И года не минуло после ее приезда в Иерусалим, родилась двойня беленькая, круглолицая, как и сама Марийка, девочка, которую назвала Любовью, Ахавой по еврейски, и Авраам — Иосиф, рыженький и горластый. Юра, как и все их бородатые соседи по дому, называл малыша с чуть торжественной интонацией — Авраамом, а Марийка — Осенькой. Осенька никогда не плакал, взирал на мир взглядом ликующим, вовсе не озабоченным тем, что родился на самой неспокойной в мире границе, в ста метрах от Стены Плача и Исламских Святынь на Храмовой горе, как бы взлетевших над еврейским Плачем…

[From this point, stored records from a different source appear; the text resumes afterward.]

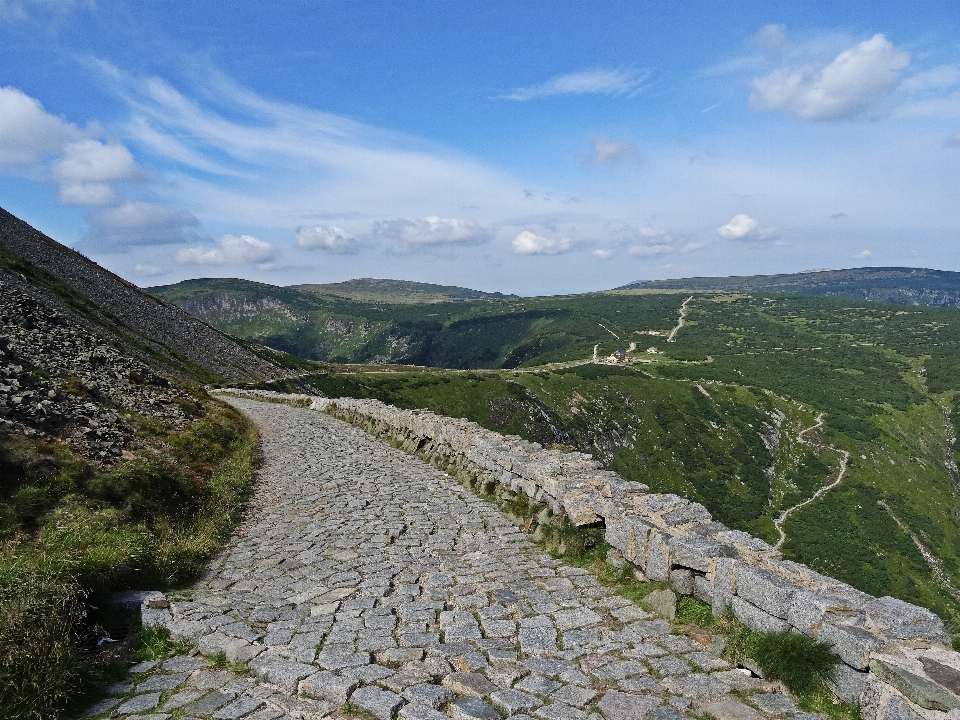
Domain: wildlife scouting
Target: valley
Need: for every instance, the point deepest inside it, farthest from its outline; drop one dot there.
(754, 405)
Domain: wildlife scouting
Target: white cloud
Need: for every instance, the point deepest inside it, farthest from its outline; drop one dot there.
(607, 150)
(18, 10)
(528, 243)
(599, 81)
(654, 249)
(855, 82)
(140, 223)
(148, 270)
(28, 133)
(231, 250)
(413, 235)
(744, 227)
(327, 238)
(87, 167)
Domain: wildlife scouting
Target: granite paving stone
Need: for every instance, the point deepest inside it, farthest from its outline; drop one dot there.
(362, 574)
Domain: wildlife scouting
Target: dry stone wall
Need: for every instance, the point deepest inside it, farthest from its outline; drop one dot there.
(897, 657)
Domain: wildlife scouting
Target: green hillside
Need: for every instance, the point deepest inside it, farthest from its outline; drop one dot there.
(750, 411)
(911, 286)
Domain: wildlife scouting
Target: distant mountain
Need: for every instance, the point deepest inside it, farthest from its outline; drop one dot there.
(398, 291)
(133, 320)
(911, 286)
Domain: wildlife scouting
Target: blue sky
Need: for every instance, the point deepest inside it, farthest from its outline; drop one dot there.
(534, 147)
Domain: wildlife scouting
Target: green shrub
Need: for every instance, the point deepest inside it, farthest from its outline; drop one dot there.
(42, 663)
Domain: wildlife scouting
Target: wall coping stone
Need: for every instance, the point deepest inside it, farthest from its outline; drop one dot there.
(901, 650)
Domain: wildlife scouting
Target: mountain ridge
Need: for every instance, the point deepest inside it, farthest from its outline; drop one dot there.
(902, 285)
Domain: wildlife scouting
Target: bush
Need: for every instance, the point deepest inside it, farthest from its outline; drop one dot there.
(42, 663)
(799, 661)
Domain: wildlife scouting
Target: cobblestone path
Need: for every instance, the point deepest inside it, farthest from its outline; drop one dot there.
(366, 575)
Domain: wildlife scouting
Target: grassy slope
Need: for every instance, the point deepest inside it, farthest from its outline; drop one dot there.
(71, 534)
(882, 376)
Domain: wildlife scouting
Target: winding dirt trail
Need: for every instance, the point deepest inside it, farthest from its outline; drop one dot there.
(844, 457)
(683, 314)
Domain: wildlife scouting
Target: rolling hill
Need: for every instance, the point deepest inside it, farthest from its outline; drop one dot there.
(912, 286)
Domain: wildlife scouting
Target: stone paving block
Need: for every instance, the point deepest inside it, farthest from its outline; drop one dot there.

Из женской больницы «Мисгав Ладах» несколько обалдевшего от счастья Юру и Марийку везла на своей празднично-белой, хоть и не новой, «Вольво» мать Марийки — Ксения, загрузив заранее багажник машины полным набором для младенца. Но для одного. Двойню она, единственный по убеждению Юры, деловой и предусмотрительный человек в Израиле, все же не предвидела.
Марийка оглядела победно свое царство и подумала вслух:
— Нужен дом. Как же тут без дома?!
Мать Марийки ночевать не осталась — негде; утром вернулась из своего Тель-Авива вместе с бабушкой. Теперь квартирка стала тесна невыносимо: и Марийка и бабушка жили в страхе перед лестницей, крутой и узкой: перед каждой субботой соседи обдавали каменные ступени водой. Коляску по такой лестнице не поднимешь, малюток приходилось заносить по одному, опасаясь сверзиться на мокрых ступенях. Бабушка, как и дочь, тоже была «Ивановной» Ефросиньей Ивановной или просто Фросей, как она, знакомясь с соседями, неизменно добавляла. Старый Город вскоре прослышал про этих не совсем обычных здесь «мехутоним» (родню), «из кубанского казачества», как неизменно добавлял кто-либо, и звал приветливых женщин кто добродушно — настороженно, а кто и сердито — неодобрительно на идише «унзере гойкес» (наши гойки).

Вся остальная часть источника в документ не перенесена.